Thursday, 20th September 1888
When the evidence given by the doctor yesterday in the case of the second of the Whitechapel atrocities becomes generally known, we are likely to experience a new and more serious phase of the murder panic. The extent to which the mind of the public has been unhinged by what has already happened was graphically illustrated by what occurred in Picadilly on Wednesday morning. An assault on a woman was magnified into another mysterious murder, and the story was swallowed without hesitation. But there can be no doubt that the evidence of Dr Phillips places the Whitechapel crimes in a most alarming light. Since the days when Burke and Hare made murder their means of livelihood no more atrocious and appalling crime than the cold-blooded butchering of the woman Chapman has been perpetrated. The most shocking feature of the case is that in view of all the circumstances it is difficult to believe that the criminal is a lunatic. The actual crime might have been committed by a madman, but it could not have been planned by one. There is a good deal to be said for Dr Phillips' objection to make public the evidence he gave yesterday. Publicity may assist in the detection of the culprit, but it is much more likely to have the opposite effect.
The inquest on the body of Annie Chapman, who was murdered in Hanbury-street on the morning of the 8th inst, was resumed by Mr. Wynne Baxter, at Whitechapel this afternoon.
Eliza Cooper, of 35 Dorset-street, deposed that she was a hawker and lodged at that address five months. She knew deceased. Witness had a quarrel with her on Tuesday before her death. Afterwards she noticed deceased's face was marked. The last time witness saw her alive was Wednesday, 5th inst, in the Ringers' public house. Deceased had three brass rings on her left hand. The deceased associated with a man named Ted Stanley and others. She used to bring them to the publichouse.
Dr G Baxter Phillips, recalled, proceeded to give additional details of the results of his examination of the body. Certain incisions and bruises led him to the conclusion that the woman was seized by the chin while the incisions in the throat were being inflicted. He thought that if he gave any further details of the results of his examination it would be thwarting justice.

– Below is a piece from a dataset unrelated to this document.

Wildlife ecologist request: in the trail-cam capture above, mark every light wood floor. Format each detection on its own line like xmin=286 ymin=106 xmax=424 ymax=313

The Coroner intimated that at this stage ladies and boys should leave the court; and the Foreman of the jury said the jury were of opinion that the evidence which the doctor desired to keep back should be given.
Dr Phillips - The evidence will not elucidate the cause of death.
The Coroner - That is a matter of opinion.
Dr Phillips - Death took place before the injury was inflicted.
The Coroner - That is a matter of opinion, doctor, and it might be rebutted by other medical evidence at the inquest.
The doctor's medical evidence on the first day was read over.
Dr Phillips said the abdominal walls had been removed, and there was a greater portion of skin removed on the right side than on the left. The portion constituting the naval was wanting.
The witness proceeded to give details of the condition of the internal organs. The weapon used was probably five or six inches, or more, in length. The manner of cutting the body indicated a certain amount of anatomical knowledge. In reply to the Coroner witness added that he himself could not have inflicted the injuries under a quarter of an hour, even in a hurried manner.
Elizabeth Young, living at No. 3 Church-row, deposed to seeing deceased with a tall dark man like a foreigner, about half-past five on the morning of the 8th, in Hanbury-street. They were talking. The man said "Will you?" and the woman replied "Yes." Witness left them standing together.
Edward Stanley, bricklayer's labourer, stated that he was known as the "pensioner." He knew deceased and sometimes visited her. He denied that he stayed with her as stated by the keeper of the lodginghouse, and said he voluntarily went to Commercial-street Police-station and offered to give evidence.
Some other witnesses having been examined, a discussion took place as to whether a reward should be offered, and several of the jury expressed themselves strongly to the effect that the Government ought to come forward in that direction.
The inquest was then adjourned for a week.